Chapter 3 - The Molecules of Cells Flashcards
What are valence electrons?
Electrons in the outermost shell of an atom that are available for chemical bonding.
What is a stable number of electrons in a valence shell?
Most stable when full. Most of the elements important in biology need eight electrons in their outermost shell.
Why is carbon the backbone of so many biologically relevant molecules (4 reasons)?
It’s abundant; it can form four covalent bonds; can easily form and break bonds with oxygen and other carbons (important for respiration/ photosynthesis, carbon chains are useful). Carbon is super versatile (length, double bonds, branching, rings).
How many valence electrons does carbon have? How many bonds does it want?
Carbon has four electrons in the outer valence shell, and can form four covalent bonds.
What is the basic formula for a hydrocarbon?
Contains only hydrogen and carbon. Carbon forms the skeleton or backbone.
What is the basic formula for a carbohydrate? Hydrophobic/philic?What are they used for?
Hydrated Carbon – they all contain C and H2O. Contains hydroxyl groups (OH) & carbonyl groups (C=O).
Tend to be hydrophilic due to many OH groups. Used for energy storage (sugars/starches).
What is the basic formula for a protein?
Polymers made from various combinations of 20 amino acids. A carbon backbones with a carboxyl (COOH) and amino group (NH2). The carboxyl and amino groups of different molecules are joined to create proteins.
What are nucleic acids?
What is their basic formula?
Are macromolecules including Ribonucleic Acid (RNA) and Deoxyribonucleic Acids (DNA). Made of monomers called nucleotides (made of 5C sugar, a phosphate group PO4, and a nitrogen base).
Dehydration synthesis joins nucleotides: sugar to phosphate.
What are lipids? What are two common properties between lipids?
Includes compounds commonly known as fats, oils, and waxes. Includes fats (triglycerides), phospholipids and steroids. They are not huge macromolecules. Vary a lot in structure and function but are all hydrophobic.
What are the 6 primary functional groups that can be added to carbon skeletons?
Hydroxyl Group OH
Carbonyl Group C=O
Carboxyl Group COOH
Amino Group NH2
Phosphate Group PO4
Methyl Group CH3
Remember N and O are polar and hydrophilic.
What is an isomer? What are the three types?
Organic compounds with the same molecular formula, but different structures. They differ in chemical properties despite having the same basic chemistry.
Structural (branching)
Geometric (cis/trans, functional groups around a double bond)
Enantiomers (mirror image)
What is a monomer?
A subunit (molecule) that serves as a building block for a polymer (mono = 1)
What is a polymer?
A large molecule consisting of many identical or similar monomers (poly = many)
What is a macromolecule?
A very large molecule important to biological processes, such as a protein or nucleic acid. (Macro = big)
Polymers are macromolecules.
What chemical reaction is used to “stick” monomers together to make polymers?
Dehydration synthesis!
The formation of larger molecules from smaller reactants accompanied by the loss of a water molecule.
What is a catalyst?
A substance that increases the rate of a chemical reaction without being permanently changed.
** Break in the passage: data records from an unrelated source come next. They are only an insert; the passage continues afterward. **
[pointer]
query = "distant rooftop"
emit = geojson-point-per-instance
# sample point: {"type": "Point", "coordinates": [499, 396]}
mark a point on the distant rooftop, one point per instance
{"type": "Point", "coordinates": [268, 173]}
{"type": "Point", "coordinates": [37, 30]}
It’s reusable!
What is the definition of hydrolysis?
How is this related to polymers and monomers?
The reverse of dehydration synthesis.
(Hydro = water, lysis = loosen, dissolve)
Adding water and breaking a bond (and breaking the water into H and OH).
Can break polymers back into monomers.
What are monosaccharides? Example?
A class of carbohydrates. Single unit sugars (monomers), basic ratio of 1:2:1 for C:H:O; (i.e., CH2O). Most common is glucose – C6H12O6 (often in a ring structure).
How are monosaccharides structured and names?
Open or ring forms with 3 to 7 carbon. Usually end in “ose”. Generally named based on number of carbon (3C = triose).
What’s the difference between an aldose and ketose sugar?
If C=O is at the end of the molecule its an aldose sugar.
if it is not at the end it’s a ketose sugar.
What is a disaccharide? Example?
A class of carbohydrates. 2 monosaccharides joined via dehydration synthesis. i.e. Maltose, Sucrose (NRG transport in plants), Lactose.
What is a polysaccharide? Example?
A class of carbohydrates. Very long chains of monosaccharides linked together via dehydration synthesis. i.e. Starch (plant); Glycogen (animal); Cellulose (plant) and Chitin (animal).
What is starch? What is it used for?
The simplest polysaccharide, used as an energy storage molecule in plants. Consists entirely of glucose molecules “stuck” together via dehydration synthesis. Animals have enzymes to break starch into glucose.